Cette tendance est confirmée par le Portrait des catholiques résultant d’une enquête CSA de 2006 : 39% des catholiques pensent que "toutes les religions se valent", 50% qu’on "trouve des vérités dans différentes religions, même si elles ne se valent pas", et seulement 7% d’entre eux disent que "le catholicisme est la seule religion qui soit vraie."

Déjà, dans le sondage CSA/La Vie/Le Monde de mars 2003, 77 % des Français (et jusqu’à 82 % des 18-24 ans) estimaient que "de nos jours, chacun doit définir lui-même sa religion indépendamment des Eglises". Le rapport des Français à l’institution religieuse est donc devenu assez lâche.

Jean-François Barbier-Bouvet s’est intéressé aux "sans-religion" en France, qu’il définit à partir des données compilées des enquêtes réalisées par le CSA en 2005. Il en conclut que les frontières entre croyants et incroyants ne sont plus très nettes : parmi les sans-religion, un sur cinq déclare croire en Dieu, 34 % à une vie après la mort.

Source : Jean-François BARBIER-BOUVET, "Les sans-religion en France", Le Monde des Religions 15, janvier-février 2006, p. 28-29.

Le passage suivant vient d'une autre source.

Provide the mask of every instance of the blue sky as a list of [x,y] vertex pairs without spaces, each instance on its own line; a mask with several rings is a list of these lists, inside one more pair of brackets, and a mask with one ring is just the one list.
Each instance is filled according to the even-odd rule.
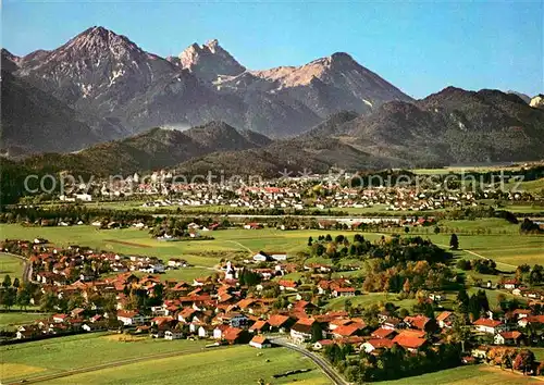
[[102,25],[177,54],[219,39],[248,69],[350,53],[410,96],[453,85],[544,91],[543,1],[3,1],[2,47],[53,49]]

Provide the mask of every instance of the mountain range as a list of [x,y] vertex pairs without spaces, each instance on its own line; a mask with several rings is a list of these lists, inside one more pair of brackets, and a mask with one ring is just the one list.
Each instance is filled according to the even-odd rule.
[[542,95],[447,87],[415,100],[343,52],[256,71],[218,40],[161,58],[103,27],[50,51],[2,49],[1,117],[4,154],[100,174],[272,176],[544,153]]

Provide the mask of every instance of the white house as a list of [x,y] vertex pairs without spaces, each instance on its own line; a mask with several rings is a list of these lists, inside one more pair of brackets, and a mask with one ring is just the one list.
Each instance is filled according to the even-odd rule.
[[249,345],[257,349],[264,349],[272,347],[270,340],[263,335],[257,335],[249,341]]

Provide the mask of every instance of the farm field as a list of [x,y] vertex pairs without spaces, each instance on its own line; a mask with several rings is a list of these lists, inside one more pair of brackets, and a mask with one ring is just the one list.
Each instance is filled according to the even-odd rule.
[[[0,235],[3,233],[0,231]],[[0,276],[3,280],[4,275],[10,275],[11,280],[17,277],[20,281],[23,277],[24,262],[13,256],[0,252]]]
[[[311,369],[307,373],[272,378],[289,370]],[[99,380],[98,380],[99,378]],[[235,346],[221,350],[188,352],[121,368],[55,378],[45,384],[257,384],[262,378],[273,384],[329,384],[313,362],[285,348],[257,350]]]
[[48,313],[0,313],[0,330],[13,330],[18,325],[30,323],[35,320],[46,319]]
[[[182,257],[189,263],[213,266],[228,252],[243,251],[248,254],[259,250],[286,251],[295,253],[305,250],[308,237],[331,234],[346,234],[342,231],[290,231],[264,229],[224,229],[210,232],[212,240],[159,241],[152,239],[147,231],[135,228],[98,231],[92,226],[71,227],[25,227],[15,224],[1,224],[1,238],[30,239],[44,237],[59,246],[85,245],[97,249],[111,250],[127,254],[149,254],[161,258]],[[368,239],[378,239],[379,234],[366,234]],[[210,254],[217,254],[210,257]]]
[[344,303],[346,300],[349,300],[354,307],[368,307],[369,305],[378,302],[392,302],[399,308],[405,308],[410,311],[411,307],[418,302],[416,299],[398,299],[396,294],[366,293],[354,297],[339,297],[331,299],[326,305],[326,308],[331,310],[344,310]]
[[122,341],[123,335],[94,333],[0,347],[0,380],[12,382],[30,374],[45,375],[87,368],[123,359],[170,353],[197,352],[203,341],[165,340],[139,337]]
[[[449,234],[428,235],[433,243],[447,247]],[[497,268],[514,271],[520,264],[535,264],[544,261],[543,235],[459,235],[459,248],[463,258],[491,258]],[[467,251],[469,250],[469,251]]]
[[447,369],[440,372],[428,373],[413,377],[406,377],[395,381],[383,381],[376,385],[529,385],[542,384],[541,381],[527,377],[507,370],[491,368],[487,365],[469,365]]
[[[134,340],[122,341],[123,338]],[[305,380],[308,384],[327,383],[311,360],[287,349],[274,348],[263,350],[262,355],[259,355],[260,351],[249,346],[206,349],[205,345],[208,343],[91,334],[5,346],[0,348],[0,378],[2,383],[14,382],[112,361],[178,353],[180,356],[175,357],[150,358],[149,361],[55,378],[50,383],[150,384],[154,383],[156,378],[161,378],[161,384],[174,384],[180,381],[189,384],[234,384],[240,383],[239,381],[243,381],[243,384],[255,384],[259,377],[270,381],[272,374],[296,369],[311,371],[274,383],[290,382],[295,378]]]
[[[508,224],[506,221],[496,219],[477,221],[444,221],[441,225],[447,224],[448,228],[455,231],[467,228],[506,228],[507,235],[503,234],[461,234],[459,235],[459,247],[462,249],[462,258],[491,258],[495,260],[503,271],[512,271],[522,263],[542,263],[544,259],[544,236],[543,235],[520,235],[518,225]],[[514,226],[514,227],[511,227]],[[516,229],[516,231],[515,231]],[[53,244],[67,246],[70,244],[81,244],[91,246],[102,250],[110,250],[126,254],[150,254],[163,259],[181,257],[196,266],[211,268],[221,258],[230,258],[234,252],[257,252],[259,250],[286,251],[296,253],[306,249],[308,237],[317,238],[319,235],[337,234],[350,235],[345,231],[289,231],[283,232],[273,228],[257,231],[248,229],[225,229],[209,233],[213,240],[194,241],[158,241],[152,239],[146,231],[135,228],[126,229],[103,229],[98,231],[92,226],[72,227],[24,227],[15,224],[1,224],[1,238],[24,238],[30,239],[37,236],[45,237]],[[401,233],[404,234],[404,233]],[[381,237],[378,233],[366,233],[364,237],[374,240]],[[449,234],[424,234],[433,243],[448,247]],[[469,250],[469,251],[466,251]],[[22,263],[16,259],[0,258],[2,271],[11,271],[13,274],[22,271]],[[201,275],[202,271],[173,271],[172,277],[176,274],[191,277]],[[5,273],[4,273],[5,274]],[[10,273],[11,274],[11,273]],[[18,273],[21,274],[21,273]],[[168,274],[166,274],[168,275]],[[166,276],[168,278],[169,276]]]

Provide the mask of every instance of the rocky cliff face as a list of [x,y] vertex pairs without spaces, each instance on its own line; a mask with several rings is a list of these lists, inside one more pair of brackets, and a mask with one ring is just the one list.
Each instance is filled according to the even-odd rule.
[[531,99],[529,105],[534,107],[535,109],[544,109],[544,95],[536,95]]

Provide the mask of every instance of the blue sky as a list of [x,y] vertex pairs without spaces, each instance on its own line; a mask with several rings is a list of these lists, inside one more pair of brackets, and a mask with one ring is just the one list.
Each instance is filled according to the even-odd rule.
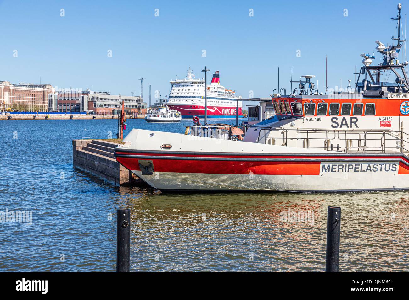
[[[153,101],[154,91],[168,95],[169,81],[184,77],[189,66],[201,77],[206,65],[209,77],[219,70],[220,83],[236,95],[268,97],[279,67],[288,91],[292,66],[294,80],[315,75],[324,91],[327,54],[328,85],[342,78],[345,87],[362,65],[360,55],[397,35],[390,18],[398,2],[368,3],[0,0],[0,80],[36,84],[40,78],[58,88],[139,95],[143,76],[144,98],[151,84]],[[404,29],[409,3],[401,3]]]

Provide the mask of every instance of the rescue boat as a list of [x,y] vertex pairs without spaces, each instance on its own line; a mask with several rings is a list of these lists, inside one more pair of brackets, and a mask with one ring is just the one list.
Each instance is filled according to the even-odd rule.
[[[399,28],[401,9],[393,18]],[[405,41],[400,35],[394,40],[388,47],[376,41],[379,64],[361,56],[353,89],[320,93],[307,75],[290,94],[274,94],[276,115],[245,128],[243,141],[208,126],[184,134],[133,129],[115,156],[164,191],[409,189],[408,63],[398,60]],[[387,73],[396,76],[394,82],[381,80]]]

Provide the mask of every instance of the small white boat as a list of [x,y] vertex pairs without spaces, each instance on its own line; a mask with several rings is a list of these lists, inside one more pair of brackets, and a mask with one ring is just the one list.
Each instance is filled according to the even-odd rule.
[[182,114],[178,111],[169,109],[167,106],[161,106],[157,109],[150,110],[145,120],[148,122],[178,122],[182,120]]

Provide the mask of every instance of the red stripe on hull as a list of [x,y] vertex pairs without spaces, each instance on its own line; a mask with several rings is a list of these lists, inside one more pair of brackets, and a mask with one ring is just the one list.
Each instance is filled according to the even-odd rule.
[[[138,160],[118,157],[119,163],[132,170],[140,171]],[[246,162],[179,160],[152,160],[155,172],[204,174],[263,175],[319,175],[319,162]]]

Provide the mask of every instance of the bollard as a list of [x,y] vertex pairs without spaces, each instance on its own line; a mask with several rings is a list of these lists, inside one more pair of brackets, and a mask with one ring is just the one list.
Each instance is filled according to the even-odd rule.
[[328,207],[327,216],[327,253],[326,272],[338,272],[339,263],[341,207]]
[[117,272],[129,271],[130,209],[117,211]]

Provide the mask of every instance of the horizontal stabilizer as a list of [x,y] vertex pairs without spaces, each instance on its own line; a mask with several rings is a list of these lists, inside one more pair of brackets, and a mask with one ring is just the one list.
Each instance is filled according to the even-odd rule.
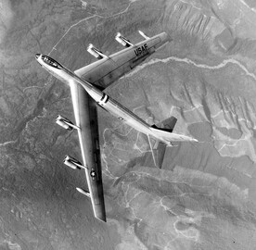
[[156,134],[156,137],[160,137],[165,141],[168,142],[198,142],[197,139],[174,132],[170,132],[165,131],[165,129],[160,128],[153,128],[151,127],[150,130]]

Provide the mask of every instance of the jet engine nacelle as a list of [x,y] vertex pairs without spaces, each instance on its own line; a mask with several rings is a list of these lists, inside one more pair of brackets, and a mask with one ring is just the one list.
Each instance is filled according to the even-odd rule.
[[66,166],[68,166],[73,169],[84,169],[84,167],[82,165],[82,163],[80,161],[78,161],[77,159],[75,159],[70,156],[66,156],[63,162]]
[[122,36],[120,32],[117,33],[115,39],[119,44],[121,44],[124,47],[131,47],[134,45],[128,39]]
[[56,123],[68,131],[71,131],[73,129],[73,127],[70,126],[70,125],[73,125],[73,123],[70,120],[69,120],[68,119],[66,119],[60,115],[58,115],[57,117]]
[[104,57],[107,57],[107,56],[105,56],[100,50],[98,50],[97,48],[96,48],[92,44],[90,44],[87,47],[87,51],[94,56],[95,57],[96,57],[97,59],[102,59]]

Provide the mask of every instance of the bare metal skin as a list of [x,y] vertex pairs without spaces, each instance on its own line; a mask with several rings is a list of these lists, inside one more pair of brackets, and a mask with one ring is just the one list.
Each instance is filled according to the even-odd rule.
[[118,41],[122,40],[121,42],[127,48],[109,56],[90,44],[88,51],[99,60],[74,72],[47,56],[40,54],[35,56],[43,68],[70,87],[76,123],[74,127],[78,131],[83,169],[89,188],[88,192],[80,188],[77,190],[91,198],[95,217],[102,221],[107,221],[107,219],[102,186],[96,105],[139,131],[152,136],[165,144],[170,144],[171,141],[197,141],[188,136],[151,127],[101,91],[169,42],[165,32],[151,38],[142,32],[141,34],[145,40],[136,44],[131,44],[129,40],[122,37],[121,39],[119,37],[119,40],[116,38]]

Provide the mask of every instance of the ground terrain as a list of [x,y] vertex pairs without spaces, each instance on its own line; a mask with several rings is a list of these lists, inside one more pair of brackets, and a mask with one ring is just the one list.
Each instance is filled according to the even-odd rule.
[[[0,249],[242,249],[256,245],[256,5],[245,0],[0,3]],[[98,111],[108,223],[75,191],[83,176],[70,90],[36,63],[75,70],[166,31],[172,42],[106,92],[148,123],[171,116],[199,143],[168,148]],[[149,159],[149,160],[148,160]]]

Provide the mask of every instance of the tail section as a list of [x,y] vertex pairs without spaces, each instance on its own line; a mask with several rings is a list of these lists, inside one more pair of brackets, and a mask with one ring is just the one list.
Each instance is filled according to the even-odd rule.
[[157,168],[161,169],[165,155],[166,144],[150,136],[149,134],[147,134],[147,138],[154,164]]
[[141,36],[143,36],[145,40],[150,38],[149,36],[146,35],[143,31],[139,31],[139,34],[140,34]]
[[176,125],[177,119],[171,117],[157,125],[152,125],[150,130],[154,132],[157,138],[161,138],[163,141],[171,142],[198,142],[197,139],[184,134],[173,132]]
[[150,128],[157,138],[161,138],[163,141],[167,142],[198,142],[197,139],[186,136],[184,134],[174,133],[167,131],[165,129],[160,128]]

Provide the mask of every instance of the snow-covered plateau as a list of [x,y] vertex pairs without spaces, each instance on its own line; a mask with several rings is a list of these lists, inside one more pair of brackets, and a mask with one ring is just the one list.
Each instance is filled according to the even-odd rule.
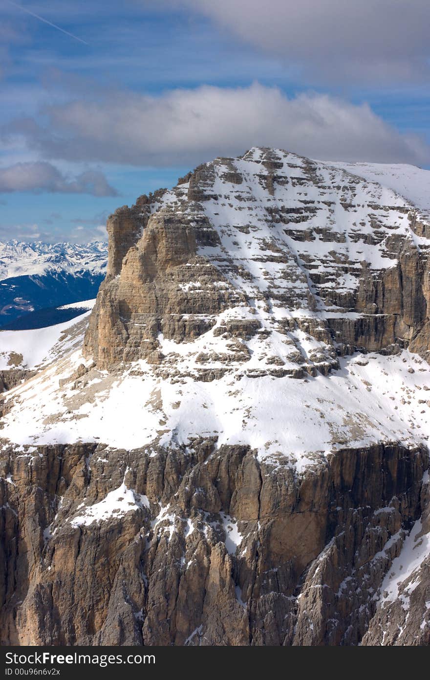
[[429,216],[253,148],[109,217],[86,311],[0,330],[6,643],[430,644]]

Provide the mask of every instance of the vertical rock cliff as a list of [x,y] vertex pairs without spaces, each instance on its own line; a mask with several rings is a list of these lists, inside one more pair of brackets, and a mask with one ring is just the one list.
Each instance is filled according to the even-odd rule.
[[109,217],[85,337],[2,395],[1,644],[430,643],[430,222],[351,169]]

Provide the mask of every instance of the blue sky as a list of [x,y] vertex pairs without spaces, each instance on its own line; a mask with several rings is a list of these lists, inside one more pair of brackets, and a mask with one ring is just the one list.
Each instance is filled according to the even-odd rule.
[[427,0],[0,0],[0,239],[103,238],[118,205],[253,145],[429,167],[429,20]]

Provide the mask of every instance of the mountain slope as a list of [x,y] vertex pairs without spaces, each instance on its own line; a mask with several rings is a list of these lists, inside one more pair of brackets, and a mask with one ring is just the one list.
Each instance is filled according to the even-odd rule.
[[3,643],[430,643],[425,211],[254,148],[107,228],[1,403]]
[[0,326],[35,310],[92,299],[106,256],[103,243],[0,243]]

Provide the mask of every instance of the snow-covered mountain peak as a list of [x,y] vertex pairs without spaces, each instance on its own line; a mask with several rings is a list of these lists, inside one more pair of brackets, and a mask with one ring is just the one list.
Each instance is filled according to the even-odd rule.
[[107,244],[27,243],[16,239],[0,242],[0,279],[44,275],[50,272],[75,273],[105,271]]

On peut rapprocher cette étude d’un autre résultat : selon le Portrait des catholiques résultant d’une enquête CSA de 2006, seuls 52 % des personnes se déclarant catholiques pensent que Dieu existe (la moitié d’entre eux pense que "c’est probable", l’autre moitié que "c’est sûr"), et 26 % qu’il n’y a rien après la mort. On voit donc se dessiner une prise de distance des catholiques par rapport aux affirmations traditionnelles de la religion.
Enfin, les trajectoires personnelles évoluent : près de la moitié (46 %) des personnes se disant sans religion disent en avoir eu une auparavant. Malgré cela, 47% d’entre eux pensent qu’il est important de transmettre une religion à ses enfants.
Dans le même temps, toujours selon le Portrait des catholiques, seuls 65 % des catholiques, en revanche, estiment qu’il est important (19 % très important, 46 important) de donner à ses enfants une formation religieuse. L’enquête CSA pour Bayard Presse (6 et 7 juin 2005) sur la transmission de la religion, pour près des deux-tiers (67%) des parents ou grands-parents interrogés, il est très ou assez important de transmettre une connaissance des religions aux enfants ; mais lorsqu’on leur demande s’il est très ou assez important d’éveiller les enfants ou petits enfants à sa foi, ils ne sont plus qu’une petite moitié (49%) à dire que c’est très ou assez important.